NASHVILLE — When it comes to the art of crafting law, silence sometimes speaks volumes.
During Tennessee's three-day special session on COVID-19 mandates last week, Republican majority legislators placed new restrictions on public schools and other governmental entities, saying no mask requirements can be implemented "unless severe conditions" exist.
But private companies and employers remain free to implement mask mandates.
So how was that done? Simply by making no mention of the issue of mask restrictions in conjunction with private employers in the new code provision.
It began as an effort to accommodate Ford Motor Co., which along with Republican Gov. Bill Lee announced in September the company will build a massive $5.6 billion electric truck assembly and battery plant in West Tennessee.
Ford voiced concerns about the provision and was joined by fellow major automotive manufacturers here including Volkswagen and General Motors. Ford and eventually the other companies — it's unclear whether Nissan participated — contacted Lee to fret and note industrial masks are critical to their processes.
In reaction, Republican lawmakers agreed to exclude them from the mask provision in their omnibus COVID-19 measure. And ultimately, lawmakers also extended that to other private businesses, including privately-operated prisons and then private schools.
Under the new law, pending action by Lee, local governments and public schools would be prohibited from imposing mask mandates unless COVID-19 cases soar to 1,000 people or more per 100,000 people in a county or community.
For comparison, the current state rate is 198 cases per 100,000 people.
Even if cases reach the new threshold rate, school districts would only be able to require masks on an individual school-by-school basis, initially for a 14-day period, which can be extended by additional 14-day periods if conditions persist.
A second bill provision would prohibit public schools, governments and most businesses from requiring employees or customers in most instances to provide proof of COVID-19 vaccinations for customers and workers — despite pending Biden administration rules that would do just that for employers with more than 100 workers.
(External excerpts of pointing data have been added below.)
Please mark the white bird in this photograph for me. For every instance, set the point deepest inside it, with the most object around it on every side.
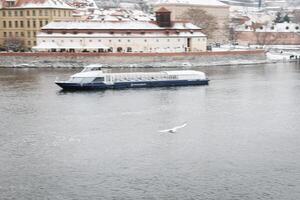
(174, 129)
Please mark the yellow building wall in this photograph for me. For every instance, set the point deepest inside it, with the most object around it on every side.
(26, 23)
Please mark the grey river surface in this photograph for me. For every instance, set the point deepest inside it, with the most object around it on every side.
(242, 140)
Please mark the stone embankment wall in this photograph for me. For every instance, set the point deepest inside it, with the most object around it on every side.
(44, 59)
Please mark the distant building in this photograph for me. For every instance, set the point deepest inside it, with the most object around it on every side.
(268, 34)
(22, 19)
(162, 35)
(213, 7)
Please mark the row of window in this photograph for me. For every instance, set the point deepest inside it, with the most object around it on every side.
(19, 34)
(21, 13)
(272, 27)
(22, 24)
(119, 40)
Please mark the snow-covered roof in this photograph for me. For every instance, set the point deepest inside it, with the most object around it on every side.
(108, 35)
(42, 4)
(53, 45)
(193, 2)
(117, 25)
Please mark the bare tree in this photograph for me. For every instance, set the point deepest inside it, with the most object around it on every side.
(13, 44)
(202, 19)
(296, 16)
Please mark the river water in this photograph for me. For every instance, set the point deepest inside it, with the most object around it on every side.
(242, 139)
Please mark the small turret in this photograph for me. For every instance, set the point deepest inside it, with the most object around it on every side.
(163, 17)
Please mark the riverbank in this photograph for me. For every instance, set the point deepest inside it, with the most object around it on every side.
(45, 59)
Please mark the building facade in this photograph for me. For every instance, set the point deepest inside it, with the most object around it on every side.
(217, 9)
(269, 34)
(162, 35)
(21, 20)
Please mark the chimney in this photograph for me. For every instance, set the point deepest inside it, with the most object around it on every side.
(163, 17)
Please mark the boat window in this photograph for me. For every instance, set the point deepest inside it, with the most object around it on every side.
(98, 79)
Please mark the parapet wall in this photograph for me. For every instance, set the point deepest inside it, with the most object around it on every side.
(45, 59)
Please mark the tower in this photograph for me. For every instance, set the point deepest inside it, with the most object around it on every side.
(163, 17)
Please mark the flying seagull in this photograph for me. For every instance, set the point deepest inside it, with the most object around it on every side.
(174, 129)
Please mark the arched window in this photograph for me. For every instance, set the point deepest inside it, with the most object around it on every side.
(119, 49)
(129, 49)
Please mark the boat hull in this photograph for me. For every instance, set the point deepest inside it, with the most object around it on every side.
(124, 85)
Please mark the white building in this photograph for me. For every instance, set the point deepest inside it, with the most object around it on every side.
(122, 36)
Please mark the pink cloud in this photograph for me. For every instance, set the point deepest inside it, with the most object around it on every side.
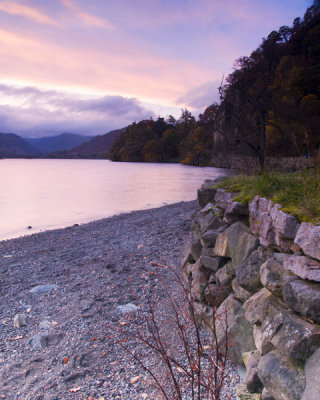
(14, 8)
(87, 19)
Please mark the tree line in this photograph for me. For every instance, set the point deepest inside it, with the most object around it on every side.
(269, 106)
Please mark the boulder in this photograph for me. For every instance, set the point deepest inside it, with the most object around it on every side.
(282, 378)
(312, 372)
(262, 340)
(199, 281)
(213, 263)
(223, 199)
(236, 212)
(206, 195)
(304, 267)
(265, 395)
(208, 239)
(280, 328)
(239, 331)
(243, 394)
(271, 273)
(308, 238)
(248, 275)
(240, 293)
(302, 296)
(20, 320)
(286, 225)
(236, 242)
(252, 379)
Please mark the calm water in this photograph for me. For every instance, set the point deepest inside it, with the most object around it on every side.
(47, 194)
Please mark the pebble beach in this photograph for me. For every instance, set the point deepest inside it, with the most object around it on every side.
(62, 291)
The bill would allow businesses to ask workers to get vaccinated but would not allow them to compel workers in most instances to provide a so-called "vaccine passport" — a card indicating they had been vaccinated. But the provision also allows businesses to ask workers to provide documentation if they have had a COVID-19 test.
The final legislation carves out some exemptions, primarily in response to alarms raised by businesses, health providers and public entities such as universities and other entities such as major federal contractors who fear a crackdown by the Biden administration.
Lee's Labor and Workforce Development Commissioner, Jeff McCord, last week warned Republicans if the bill becomes law it risks drawing in the federal government to take over the responsibilities of his department's Tennessee Occupational Safety and Health Administration.
McCord noted the U.S. Occupational Safety and Health Administration's fines are higher than the state's. That has businesses worried the federal OSHA is also more likely to hammer local employers for mistakes than his department, which seeks to work to get issues resolved.
The bill allows companies to apply for waivers in the event their federal funding is jeopardized if they follow the new law. It sets up a review process to be established by state Comptroller Jason Mumpower, who would have authority to establish his own guidelines for what evidence would need to be provided in order for health providers and others to seek an exemption to any would-be law.
The legislation has yet to hit Lee's desk, the governor told reporters Monday following his first day of executive agencies' annual budget hearing.
"We've begun the process of looking at it," Lee said. "It will take some time, there's a process, as you know. I will say the legislature in their session was responding to mandates from the federal government in particular and we have expressed our dissatisfaction with that as well."
Much of the agenda on the legislation was driven by Republican House Speaker Cameron Sexton and fellow Republican Lt. Gov. Randy McNally, the Senate speaker. On Monday, they signed the conference committee report on the legislation, House Bill 9077, and Senate Bill 9014.
Once the bills make it to Lee's desk, the governor has 10 days to sign, veto or allow a bill to become law without his signature.
Republican lawmakers also approved House Joint Resolution 9005, which urges Tennessee Attorney General Herbert Slatery to intervene in "appropriate" actions challenging the expected federal mandate as well as initiate litigation if necessary.